Cyrus’s piece is largely a call for the medical Establishment to better assist students and residents like her, to be more welcoming and understanding of those who don’t come from what is a “traditional” (white and somewhat wealthy) path to medical school. And the whole article is fueled by her effective description of what it feels like when your identity is, well, heavy — when it’s a highly salient, frequently exhausting part of your everyday life and social interactions.

If you’re a member of a majority group (or groups), it’s probably hard to know how that feels. It is for me as a white guy, even a Jewish one — I usually get to be the “default” and rarely have to explain or defend or educate on behalf of my group(s). But whenever this subject comes up, I’m reminded of the one time I experienced a small fraction of what Cyrus describes going through every day in her working life.

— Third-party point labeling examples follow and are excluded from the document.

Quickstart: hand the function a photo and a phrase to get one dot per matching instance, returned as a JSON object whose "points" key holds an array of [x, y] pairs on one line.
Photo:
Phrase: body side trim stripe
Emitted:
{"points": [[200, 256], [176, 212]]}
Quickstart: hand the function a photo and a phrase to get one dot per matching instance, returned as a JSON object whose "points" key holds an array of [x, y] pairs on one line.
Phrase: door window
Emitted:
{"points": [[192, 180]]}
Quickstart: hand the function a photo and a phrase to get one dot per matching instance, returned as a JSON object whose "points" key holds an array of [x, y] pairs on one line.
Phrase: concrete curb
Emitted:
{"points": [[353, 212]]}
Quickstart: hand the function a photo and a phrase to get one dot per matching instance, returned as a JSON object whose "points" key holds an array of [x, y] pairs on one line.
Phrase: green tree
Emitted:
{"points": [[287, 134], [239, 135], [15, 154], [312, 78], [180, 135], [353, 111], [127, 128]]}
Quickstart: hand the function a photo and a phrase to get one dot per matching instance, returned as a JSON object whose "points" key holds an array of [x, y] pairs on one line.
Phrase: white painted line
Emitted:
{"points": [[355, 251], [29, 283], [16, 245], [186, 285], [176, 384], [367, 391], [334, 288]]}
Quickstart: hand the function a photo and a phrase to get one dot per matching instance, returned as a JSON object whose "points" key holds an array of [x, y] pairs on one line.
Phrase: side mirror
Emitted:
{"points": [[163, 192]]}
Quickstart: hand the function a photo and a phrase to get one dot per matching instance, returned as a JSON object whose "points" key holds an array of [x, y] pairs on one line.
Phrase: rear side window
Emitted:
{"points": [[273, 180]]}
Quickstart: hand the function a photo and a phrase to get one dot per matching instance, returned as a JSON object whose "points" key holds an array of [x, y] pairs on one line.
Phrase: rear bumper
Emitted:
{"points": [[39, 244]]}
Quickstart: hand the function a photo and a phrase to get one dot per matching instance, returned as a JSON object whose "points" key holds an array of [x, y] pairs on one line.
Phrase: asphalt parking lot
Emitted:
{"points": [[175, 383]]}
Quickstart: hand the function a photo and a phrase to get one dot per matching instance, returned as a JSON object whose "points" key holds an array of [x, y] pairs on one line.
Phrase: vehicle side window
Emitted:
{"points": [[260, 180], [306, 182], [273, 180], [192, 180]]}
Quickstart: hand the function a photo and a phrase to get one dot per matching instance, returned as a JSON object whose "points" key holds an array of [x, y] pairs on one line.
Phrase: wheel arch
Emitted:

Back in 2013 and 2014, I spent nine months in Berlin on a fellowship. I was the only Jew in the fellowship and usually the only Jew around — a very different situation than growing up in a fairly Jewish suburb in the northeastern U.S. So whenever Jews or Judaism came up, I felt, in a way I hardly ever did back home, that I was a representative of my group, that whatever I said would echo a bit more than usual. During one conversation with a British acquaintance, she mentioned having known an Orthodox Jewish family in North London, and I could tell that she thought most Jews fit into that religious, traditionalist mold.

Suddenly, I found myself earnestly explaining — overexplaining, if I’m honest: Nonono, you see most Jews are actually quite secular, and there’s all this tension about Jewishness and what it means in this regard, and that’s just one particular Jewish community, and so on. It was really important to me to explain to her what a limited and nonrepresentative slice of Jewishness she’d seen. My identity felt heavy — like something worth representing in a very specific, overt way. And it was surprisingly tiring because of how worried I was about getting it wrong, about leaving the wrong impression, about somehow, in some accidental way, contributing to anti-Semitism.

Again, this isn’t really the same thing: For one thing, in most settings skin color is a way more salient indicator for people than religion, meaning I experienced zero identity stress just from, for example, walking around Berlin. And more broadly, being a Jew temporarily living there entailed only a tiny fraction of the stress or frustration Cyrus recounts (no one was going to tell me I wasn’t supposed to be in Berlin). But the point here is that it’s very hard to capture that feeling of identity heaviness, especially when you haven’t experienced it firsthand, and especially when so much of the broader conversation about this stuff inevitably gets distilled down to politicized, buzzword-y discussions that don’t capture the full qualitative sense of being forced to stand out and explain and defend. That sense is something that’s fairly hard to capture in any sort of quantitative way. The best anyone can do is listen to stories like Cyrus’s and, for those who aren’t forced to grapple with this stuff daily, occasionally try to put yourself in a situation where you’ll be the person standing out, having to explain and represent.

As for Cyrus, she writes that despite the challenges of passing through medical school and residency as someone forced to constantly explain and educate, she is now savoring some of the rewards of that process.

Rewards like introducing myself to black patients as their doctor, and hearing, “Wow. I have never been treated by a black doctor.” Rewards like using my shared experience as a minority to treat a patient, much like when I helped my weekly psychotherapy patient, a black woman obtaining her PhD, cope with the trauma of her high school English teacher telling her, “You’ll never get into an Ivy League college,” as the only black student in her advanced classes. These words echoed in my mind, reviving the memory of my high school French teacher telling me that “You’ll never succeed in life.”

The Kali D. Cyruses going to medical school in 2030 and 2040 and 2050 will hopefully be able to write very different stories.